Our incredibly green drinks arrived, dotting the table like tiny vats of nuclear waste.
“Don’t say that.” I reached for a glass and held it to the light.
“Without proof otherwise how can I not?” he asked, reaching for two glasses. He drank one down in a big green gulp and sipped at the other.
Tristan was a statistics major. It made him in equal parts epically practical and annoying as hell.
“So that means you believe there’s only one person out there for each of us,” I said, taking a small sip. It was sickly sweet and stung my throat as it went down. I took another and that familiar alcohol warmth hit me, like a good long shower, like sleep.
“Why, you don’t?” he asked, the ice in his glass clinking.
I wasn’t sure. If it was true and I was statistical like Tristan, I’d taken myself out of the running for three years, which probably lowered my chances exponentially.
“Well, considering I haven’t met her yet, no.” That was a lot easier to admit than that my actions may have made me miss her, were still making me miss her.
“I think you have,” he smirked.
I dipped my head slightly. “We haven’t even had a one-date implosion, let alone three.”
“Whose fault is that?”
“This night isn’t about me, it’s about you.”
“Sorry, you’re right,” he said, holding up his hands and sitting back.
“I mean, I’m drinking something that’s going to turn my piss into Easter egg dye.”
He laughed—his long, loud, full mouth
laugh. “You seriously don’t like it?”
I took a contemplative sip and licked my lips. “I actually kind of do—please never tell anyone.”
He took another drink; the muscle of his jaw quivered. “Maybe you have the right idea.

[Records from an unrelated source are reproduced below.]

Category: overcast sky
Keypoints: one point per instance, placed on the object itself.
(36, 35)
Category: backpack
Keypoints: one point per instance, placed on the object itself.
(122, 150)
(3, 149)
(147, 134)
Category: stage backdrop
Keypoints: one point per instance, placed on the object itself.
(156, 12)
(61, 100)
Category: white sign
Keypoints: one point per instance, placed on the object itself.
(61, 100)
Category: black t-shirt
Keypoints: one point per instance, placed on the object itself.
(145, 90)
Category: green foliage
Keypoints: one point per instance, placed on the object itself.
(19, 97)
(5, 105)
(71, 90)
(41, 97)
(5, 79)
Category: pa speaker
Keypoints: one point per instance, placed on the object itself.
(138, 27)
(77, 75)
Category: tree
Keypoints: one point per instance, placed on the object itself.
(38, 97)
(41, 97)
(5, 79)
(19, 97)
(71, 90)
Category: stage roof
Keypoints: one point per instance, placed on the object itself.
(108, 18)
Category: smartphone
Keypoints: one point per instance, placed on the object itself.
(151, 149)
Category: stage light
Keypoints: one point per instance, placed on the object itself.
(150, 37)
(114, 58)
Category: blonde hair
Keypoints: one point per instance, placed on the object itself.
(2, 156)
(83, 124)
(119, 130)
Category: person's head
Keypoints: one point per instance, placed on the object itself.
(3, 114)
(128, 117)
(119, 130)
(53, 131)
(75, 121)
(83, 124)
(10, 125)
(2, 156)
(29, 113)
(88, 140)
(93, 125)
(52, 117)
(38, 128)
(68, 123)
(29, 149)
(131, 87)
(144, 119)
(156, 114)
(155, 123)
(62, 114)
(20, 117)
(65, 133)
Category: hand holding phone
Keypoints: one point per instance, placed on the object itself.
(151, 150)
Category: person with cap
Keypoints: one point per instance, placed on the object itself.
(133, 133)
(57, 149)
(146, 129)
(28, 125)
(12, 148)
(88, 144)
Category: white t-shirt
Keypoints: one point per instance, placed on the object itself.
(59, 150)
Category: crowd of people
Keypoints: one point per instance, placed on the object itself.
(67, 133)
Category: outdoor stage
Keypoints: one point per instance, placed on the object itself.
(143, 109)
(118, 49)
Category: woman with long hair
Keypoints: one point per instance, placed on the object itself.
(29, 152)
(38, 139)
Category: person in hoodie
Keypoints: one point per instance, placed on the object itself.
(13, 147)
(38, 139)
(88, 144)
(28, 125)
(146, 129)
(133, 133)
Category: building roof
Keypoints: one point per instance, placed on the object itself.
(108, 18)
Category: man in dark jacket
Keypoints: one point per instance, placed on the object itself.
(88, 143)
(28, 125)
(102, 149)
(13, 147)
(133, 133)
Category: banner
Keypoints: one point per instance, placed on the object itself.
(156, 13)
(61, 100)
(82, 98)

Hide in the dugout instead of continuing to strike out.”
“Eventually you won’t strike out anymore.” I shrugged.
His gaze was steady with mine. “Eventually you’ll have to come up to bat.”

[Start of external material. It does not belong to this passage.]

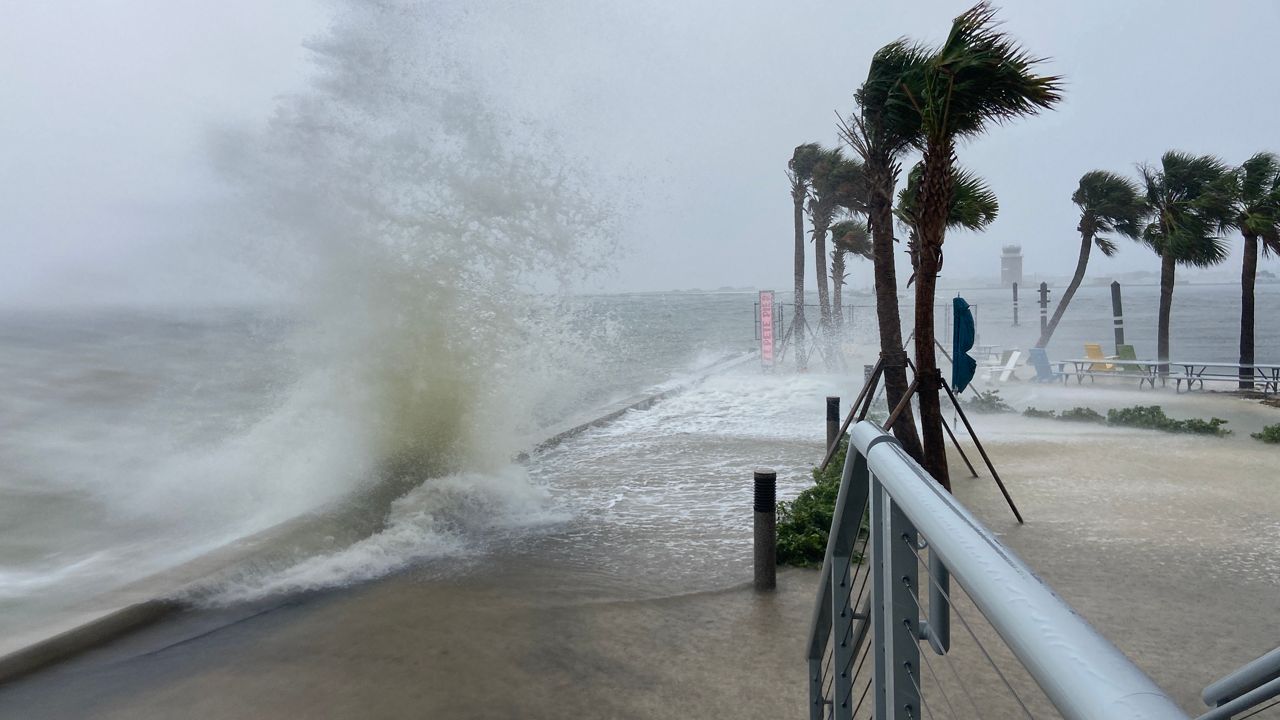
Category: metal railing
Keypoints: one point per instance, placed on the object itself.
(865, 641)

“Jesus.” I finished my drink and reached for the other one. “We are not drunk enough to start spewing out baseball clichés yet, are we?”
He glanced around the bar. “I took the only guy who I could talk to about my relationship problems, who is straight, to a gay bar. I’d say we already are a cliché.”

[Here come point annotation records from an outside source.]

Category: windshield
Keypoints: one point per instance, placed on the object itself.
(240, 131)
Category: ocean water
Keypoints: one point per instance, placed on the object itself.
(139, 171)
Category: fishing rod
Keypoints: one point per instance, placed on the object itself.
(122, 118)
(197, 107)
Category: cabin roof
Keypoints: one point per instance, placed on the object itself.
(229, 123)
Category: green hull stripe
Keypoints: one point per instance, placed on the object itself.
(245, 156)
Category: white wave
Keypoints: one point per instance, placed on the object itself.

I checked out the karaoke machine in the corner. “No,” I said, “Once we sing, we will be.”
He smiled and it said a million things, like one of those words in another language that translates to hello, peace, goodbye, and beautiful.
“I knew there was a reason I kept you around,” he said.
“My stunning singing voice.” I fluttered my eyelashes.
He tipped his chin in my direction. “You remind me of the kind of person I should be looking for.”
I nodded. Tristan was always there to do the same for me. I guess it was why he kept bringing up Kate. She could be the person.
“What are we singing?” I asked, drinking down the rest of my Midori Sour so quickly it made my voice gravelly.
“You’re serious?”
“When in Rome,” I shrugged.
“It’s better than sulking I guess.” His face creased into a smile.
“So what are we splitting everyone’s eardrums with?”
“I Will Survive, of course,” he said, regarding me like I’d just come out of the womb. He jumped from the table. “Because, we will survive,” he said as he headed over to add us to the list.
Maybe it was the Midori, but I was starting to want to believe it.